Raoni/Muzho Saleh is a Hazara/Dutch artist using performance, installation and the sound of mourning and moaning to twist and reshape narratives of (cultural) becoming. His work’s focus is to play with the personal, social and political edges. Imbuing his love for art, with body, spirit and politics through movement, voice and textile, he creates temporary immersions into Otherworldly feeling, relations and thought.

Karin Iturralde Nurnberg is an artist working with storytelling in multidisciplinary and sculptural installations. She is born and raised in Ecuador and lives and works in Amsterdam. In her practice she embraces improvisation and the power of spontaneous performative and sculptural interventions, to re-arrange the world around her and shift weighted positions.

Ash Above, Show Below — Finissage

Join us for the finissage of Temper Tantrum Bonehouse, a ritual of goodbye with a performative guided tour through the exhibition by Mette Sterre. This is the very last opportunity to still physically visit the Bonehouse, one final time before it slips into memory and lingers only in weary minds. This finissage is both a farewell and a transformation: a memorial where the end becomes a new beginning, where the Bonehouse, like the Ouroboros, sheds its skin to become something else.

Expect murmurs of melancholy, reflections spoken aloud, and resuscitation after the Dutch elections. But mostly: expect a final activation of the Bonehouse—a last gesture by Mette Sterre, bringing the Bonehouse to life once more before it self-dissolves and goes up in smoke forever.

Doors — 17:00
Performative guided tour — 17:30
Drinks — 18:30

Tickets available at the door.
Admission fee: €5

Mette Sterre is a visual artist who investigates the limits and transformative potential of the body. Her work resists categorization, fusing performance, sculpture, body masks, and digital technology into immersive, otherworldly environments that explore the threshold between the organic and the artificial.

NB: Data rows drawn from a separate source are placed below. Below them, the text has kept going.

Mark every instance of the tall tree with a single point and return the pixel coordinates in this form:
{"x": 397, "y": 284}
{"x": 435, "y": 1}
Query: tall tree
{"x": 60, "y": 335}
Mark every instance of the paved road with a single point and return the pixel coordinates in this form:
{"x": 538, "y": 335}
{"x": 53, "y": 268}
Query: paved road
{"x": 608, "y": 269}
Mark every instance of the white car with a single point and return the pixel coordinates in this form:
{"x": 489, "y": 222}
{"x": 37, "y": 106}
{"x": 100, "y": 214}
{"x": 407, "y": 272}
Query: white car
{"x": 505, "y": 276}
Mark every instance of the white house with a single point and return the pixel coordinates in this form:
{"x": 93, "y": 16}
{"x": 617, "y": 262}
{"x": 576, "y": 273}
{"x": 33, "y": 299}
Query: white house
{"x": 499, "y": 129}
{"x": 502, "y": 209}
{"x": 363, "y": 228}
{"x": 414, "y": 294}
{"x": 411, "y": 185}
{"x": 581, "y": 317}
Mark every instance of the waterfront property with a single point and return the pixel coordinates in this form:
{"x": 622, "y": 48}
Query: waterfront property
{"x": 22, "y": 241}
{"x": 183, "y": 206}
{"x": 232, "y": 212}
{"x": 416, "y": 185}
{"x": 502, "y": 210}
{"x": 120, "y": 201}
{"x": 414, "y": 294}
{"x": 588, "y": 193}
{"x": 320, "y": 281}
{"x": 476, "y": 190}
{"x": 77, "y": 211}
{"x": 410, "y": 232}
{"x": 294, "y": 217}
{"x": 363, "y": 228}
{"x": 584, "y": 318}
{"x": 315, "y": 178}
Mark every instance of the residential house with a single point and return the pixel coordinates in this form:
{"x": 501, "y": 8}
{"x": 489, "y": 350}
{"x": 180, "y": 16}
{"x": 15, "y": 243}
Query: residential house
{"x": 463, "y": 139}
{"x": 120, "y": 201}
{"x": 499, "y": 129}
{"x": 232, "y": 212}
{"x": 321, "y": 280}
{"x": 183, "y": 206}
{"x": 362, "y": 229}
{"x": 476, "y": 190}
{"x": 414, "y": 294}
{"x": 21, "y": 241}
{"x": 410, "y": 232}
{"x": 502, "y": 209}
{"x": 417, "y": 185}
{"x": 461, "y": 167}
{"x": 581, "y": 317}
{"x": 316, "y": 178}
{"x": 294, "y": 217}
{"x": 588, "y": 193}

By entering her work we are cast into the materialisation of her mind processes: a sensorial and embodied experience.

Photo by Pieter Kers

FLUSH #8: Frontera Amarilla

Faced with the tedium of patients who, time and again, return to receive a treatment that remains perpetual; with the side effects endured by some people living with HIV in Latin America due to low-cost medication, the privileges and restrictions in access, the logic of the pharmaceutical market, or the difficulties of migrating with HIV—Los Amarillos (a self-organized artistic collective from Colombia) propose and construct images that embody the demand, the desire, and the sacredness of bodies living with the virus.

The relationship with it becomes language and affective resistance—intimate yet collective, poetic proclamations that invite us to think of HIV not as an illness, but as a political symptom.

It’s about diagnosing utopias, to keep dreaming of a moving revolution. This room does not heal: it burns.

Colectivo Los Amarillos has carried out exhibitions, research, performances, and creative writing laboratories during the autumn of this year in several European cities as part of Frontera Amarilla, and now arrives in Amsterdam to open a space for denunciation, memory, and the celebration of dissident bodies.

Programme
Opening FLUSH #8: FRONTERA AMARILLA (at W139)
— Saturday 8 November, 19:00-22:00

Workshop with Colective Los Amarillos
— Monday 10 November, 18:30-20:30

Artist talk with Colective Los Amarillos (at Rietveld Academie)
— Thursday 13 November, 17:00-19:00

Production: Espacio Estamos Bien
Graphic design: Dun Lee
Text: Lou Vives

With the support of Monstrous Futurities, Romany Dear, and Kyle Tryhorn.

FLUSH is a flourishing collaboration between Espacio Estamos Bien and W139, located in the toilets of W139. FLUSH operates as a flexible form of organizing and creating, enabling various types of collaboration. FLUSH aims to foster inter-local relationships, viewing Amsterdam as a hub for facilitating diverse interactions and building connections that bridge distances. Joyful, friendly and decentralized connections extend beyond the Amsterdam art scene.